Week 4

Loops

Exercise 4.1

Write a program that prompts the user for an integer and prints all the prime numbers less than or equal to that integer.

For example, if the user enters

20

the program should print

2
3
5
7
11
13
17
19

and if the user enters

1

the program should print nothing.

Solution

Here is one possible solution.

#include <iostream>

using namespace std;

int main() {
    int max;

    cout << "Enter maximum number: ";
    cin >> max;

    for (int n = 2; n <= max; ++n) {
        bool prime = true;

        for (int d = 2; d < n; ++d) {
            if (n % d == 0) {
                prime = false;
                break;
            }
        }

        if (prime) {
            cout << n << "\n";
        }
    }

    return 0;
}

Random number generation

To generate random numbers, we can use the random library as follows.

#include <iostream>
#include <random>

using namespace std;

int main() {
    random_device rd;
    default_random_engine gen(rd());

    uniform_int_distribution<int> dist_int(-5, 10);

    for (int i = 0; i < 5; ++i) {
        cout << dist_int(gen) << '\n';
    }

    uniform_real_distribution<double> dist_real(0, 5);

    for (int i = 0; i < 5; ++i) {
        cout << dist_real(gen) << '\n';
    }

    return 0;
}

The lines

    random_device rd;
    default_random_engine gen(rd());

are used to initialize and seed the random number generator.

To generate random integers in a specified range, we initialize a uniform_int_distribution<int>; to generate real numbers, we initialize a uniform_real_distribution<double>. Note that

    uniform_int_distribution<int> dist(a, b)

will generate random integers in $\set{a, a+1, \dots, b}$ (i.e., including $b$) and

    uniform_real_distribution<double> dist(a, b)

will generate random real numbers in $[a, b)$ (i.e., excluding $b$).

To invoke the generator, we write

    dist(gen)

where dist is the name of the distribution and gen is the name of the generator.

Functions

Exercise 4.2

Write a function that computes the factorial of a nonnegative integer.
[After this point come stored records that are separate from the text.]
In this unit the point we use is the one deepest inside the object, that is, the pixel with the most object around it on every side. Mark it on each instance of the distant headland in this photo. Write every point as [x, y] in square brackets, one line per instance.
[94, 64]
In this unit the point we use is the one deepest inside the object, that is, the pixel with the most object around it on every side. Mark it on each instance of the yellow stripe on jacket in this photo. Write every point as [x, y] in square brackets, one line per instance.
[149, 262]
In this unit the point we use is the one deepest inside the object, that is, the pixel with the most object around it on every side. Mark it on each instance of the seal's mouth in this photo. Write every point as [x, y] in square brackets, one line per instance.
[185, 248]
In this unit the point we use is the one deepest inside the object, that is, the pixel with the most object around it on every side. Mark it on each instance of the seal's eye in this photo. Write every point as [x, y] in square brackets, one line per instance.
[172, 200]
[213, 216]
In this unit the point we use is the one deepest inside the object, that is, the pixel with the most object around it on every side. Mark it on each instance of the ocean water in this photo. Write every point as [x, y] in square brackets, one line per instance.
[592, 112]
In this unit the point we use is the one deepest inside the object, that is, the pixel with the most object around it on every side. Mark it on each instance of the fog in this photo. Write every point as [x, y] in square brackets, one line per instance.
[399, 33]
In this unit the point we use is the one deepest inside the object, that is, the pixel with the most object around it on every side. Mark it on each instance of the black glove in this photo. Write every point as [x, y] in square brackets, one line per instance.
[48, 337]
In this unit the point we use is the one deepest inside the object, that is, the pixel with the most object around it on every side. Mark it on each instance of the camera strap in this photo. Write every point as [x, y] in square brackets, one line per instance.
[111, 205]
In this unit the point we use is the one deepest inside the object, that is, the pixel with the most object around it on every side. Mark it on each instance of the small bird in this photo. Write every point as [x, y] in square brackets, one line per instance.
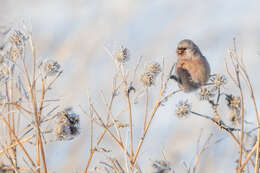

Recall that the factorial of a nonnegative integer $n$ is $n! = n \cdot (n-1) \cdot (n-2) \cdot \cdots \cdot 2 \cdot 1$ and that $0! = 1$.

For example, if the function is named factorial, then factorial(4) should evaluate to 24 and factorial(0) should evaluate to 1.

Solution

Here is one possible solution, using iteration.

int factorial(int n) {
    int product = 1;

    for (int i = 1; i <= n; ++i) {
        product *= i;
    }

    return product;
}

Alternative solution

Here is another possible solution, using recursion.

int factorial(int n) {
    if (n == 0) {
        return 1;
    }
    return n * factorial(n - 1);
}

The function in Exercise 4.2 could be used to compute binomial coefficients. Recall that the binomial coefficient $n \choose k$ is equal to $\frac{n!}{(n-k)! k!}$ (where $n$ and $k$ are integers with $0 \leq k \leq n$). For instance, we could write the function

int binomial(int n, int k) {
    return factorial(n) / (factorial(n-k) * factorial(k));
}

which computes the binomial coefficient of its arguments.